Pulitzer Prize-winning playwright Wendy Wasserstein (The Heidi Chronicles) interviews actor Uma Thurman about motherhood and her involvement in a New York City organization that helps needy parents raise their children. Fine topic; a waste of writing talent and edgy perspective. It would have been more impressive to excerpt one of Wasserstein's new works or commission one. Any professional writer could have handled this story.

According to the New York Times, O'Donnell and Gruner & Jahr, the company that folded McCall's to make way for Rosie, had difficulties agreeing on tone. O'Donnell, who claims a "dark" side that she doesn't much show the public, was rebuffed on several personal essays she wrote. Rosie editor Cathy Cavender told the New York Times that some of them were "not appropriate at this time."

In the essay that made the first issue, "My New Daughter," a self-questioning O'Donnell writes eloquently and passionately about her foster child, a 3-year-old girl who has already been in a dozen foster homes. (O'Donnell has three adopted children.) O'Donnell, who lost her mother to breast cancer when she was 10, is fierce in her dedication to the troubled girl.

She needs to be fierce for Rosie, too. Her opening letter to readers is so soft and clueless (she looked to a 1974 issue of Tiger Beat for inspiration) that it belies the meaty magazine to come.

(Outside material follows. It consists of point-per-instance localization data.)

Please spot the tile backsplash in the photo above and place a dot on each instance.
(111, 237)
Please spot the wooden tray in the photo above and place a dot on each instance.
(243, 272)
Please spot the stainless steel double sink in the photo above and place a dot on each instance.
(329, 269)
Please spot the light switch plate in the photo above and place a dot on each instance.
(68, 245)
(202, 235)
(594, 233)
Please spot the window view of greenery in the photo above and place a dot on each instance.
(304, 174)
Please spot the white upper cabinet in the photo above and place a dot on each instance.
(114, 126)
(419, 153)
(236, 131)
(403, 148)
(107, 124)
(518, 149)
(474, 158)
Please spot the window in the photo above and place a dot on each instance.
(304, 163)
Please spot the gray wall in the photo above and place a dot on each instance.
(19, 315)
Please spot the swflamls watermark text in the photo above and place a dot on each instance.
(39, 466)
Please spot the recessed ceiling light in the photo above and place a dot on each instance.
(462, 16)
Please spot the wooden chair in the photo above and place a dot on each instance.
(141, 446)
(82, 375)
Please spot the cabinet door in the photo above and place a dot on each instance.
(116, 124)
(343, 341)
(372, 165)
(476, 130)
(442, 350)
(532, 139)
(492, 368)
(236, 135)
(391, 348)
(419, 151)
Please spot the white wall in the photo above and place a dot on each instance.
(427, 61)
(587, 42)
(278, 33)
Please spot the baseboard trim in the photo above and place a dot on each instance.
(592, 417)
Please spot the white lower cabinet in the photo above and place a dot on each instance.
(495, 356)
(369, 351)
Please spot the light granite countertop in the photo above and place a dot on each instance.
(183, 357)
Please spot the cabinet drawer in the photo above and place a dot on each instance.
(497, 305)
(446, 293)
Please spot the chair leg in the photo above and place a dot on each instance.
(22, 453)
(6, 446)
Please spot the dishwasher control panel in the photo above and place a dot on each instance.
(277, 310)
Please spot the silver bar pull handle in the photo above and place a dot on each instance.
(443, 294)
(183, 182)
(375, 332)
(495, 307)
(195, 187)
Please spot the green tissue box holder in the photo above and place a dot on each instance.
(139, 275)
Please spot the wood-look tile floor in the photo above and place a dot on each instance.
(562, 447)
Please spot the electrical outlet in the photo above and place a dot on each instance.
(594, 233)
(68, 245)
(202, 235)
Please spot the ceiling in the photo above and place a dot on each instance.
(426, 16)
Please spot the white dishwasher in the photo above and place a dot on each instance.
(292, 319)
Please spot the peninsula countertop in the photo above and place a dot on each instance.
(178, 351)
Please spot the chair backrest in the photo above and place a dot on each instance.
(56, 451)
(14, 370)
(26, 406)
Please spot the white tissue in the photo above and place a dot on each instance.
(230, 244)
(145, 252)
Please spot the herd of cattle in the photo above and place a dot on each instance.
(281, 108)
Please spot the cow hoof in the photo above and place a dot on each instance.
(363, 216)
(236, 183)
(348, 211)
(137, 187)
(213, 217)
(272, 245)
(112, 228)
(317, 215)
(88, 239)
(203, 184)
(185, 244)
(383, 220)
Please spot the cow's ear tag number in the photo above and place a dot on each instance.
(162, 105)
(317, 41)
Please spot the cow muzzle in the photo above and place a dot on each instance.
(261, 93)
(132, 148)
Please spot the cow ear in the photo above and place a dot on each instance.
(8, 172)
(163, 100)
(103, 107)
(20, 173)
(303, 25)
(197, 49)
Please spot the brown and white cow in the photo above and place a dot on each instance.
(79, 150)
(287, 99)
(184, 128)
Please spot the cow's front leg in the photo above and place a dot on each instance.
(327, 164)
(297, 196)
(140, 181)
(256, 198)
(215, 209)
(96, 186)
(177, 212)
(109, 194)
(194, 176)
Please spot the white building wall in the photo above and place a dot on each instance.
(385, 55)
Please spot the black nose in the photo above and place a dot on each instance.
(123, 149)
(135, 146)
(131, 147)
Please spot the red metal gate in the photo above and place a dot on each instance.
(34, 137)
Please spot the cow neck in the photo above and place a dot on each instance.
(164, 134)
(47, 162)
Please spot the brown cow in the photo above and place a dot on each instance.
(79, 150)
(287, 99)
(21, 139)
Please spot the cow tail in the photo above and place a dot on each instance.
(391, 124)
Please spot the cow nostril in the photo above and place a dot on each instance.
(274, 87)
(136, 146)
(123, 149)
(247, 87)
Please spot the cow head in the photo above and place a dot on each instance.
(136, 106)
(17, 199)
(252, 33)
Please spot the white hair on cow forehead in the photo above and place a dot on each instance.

Gruner & Jahr sends Rosie to McCall's subscribers, and the company doesn't want a major shift in editorial content to drive away those readers.

What a weird world publishing is. McCall's circulation was artificially high because of cheap subscription prices. It wasn't selling well on the newsstands, and advertisers were getting harder to find and/or retain. How much harm could a content change cause? Golly, it seems that might help.

Rosie cracks the women's magazine mold ever so slightly; perhaps future issues will bust it wide open. Yes, there are the obligatory crafts and home arts stories, but a piece about warriors on opposite sides of the gun-control issue is weightier. The Columbine shootings turned one victim's father into an activist for gun control, while the daughter of a couple killed in the 1991 massacre at Luby's in Killeen, Texas, regrets she wasn't a little closer to the handgun tucked in her purse. That's not something regular readers of McCall's would have seen in recent years.

The first half of the magazine is full of short takes on topics such as women with big feet, gambling addiction and a review by one "loving" couple of four sex manuals. Male-female dynamics don't get much attention otherwise.

If Rosie is into relationships at all, it's those between mothers and children. Each month, "A-List Kids" will highlight children available for adoption. They tug at the heart, and it's likely that through Rosie these kids will find homes.

Whether Rosie can survive the overcrowded magazine world will hinge on O'Donnell's ability to fight the powers. Craft ideas and recipes are as plentiful as Bjork jokes after the Academy Awards. Stories about mothers who think are not.

O'Donnell should, and the editors and owners need to let her, project more darkness, if that's what she calls shedding light on big, ugly issues. Heaven knows we've got enough fluffy magazines already.

- Information from the New York Times and the Pittsburgh Post-Gazette was used in this story.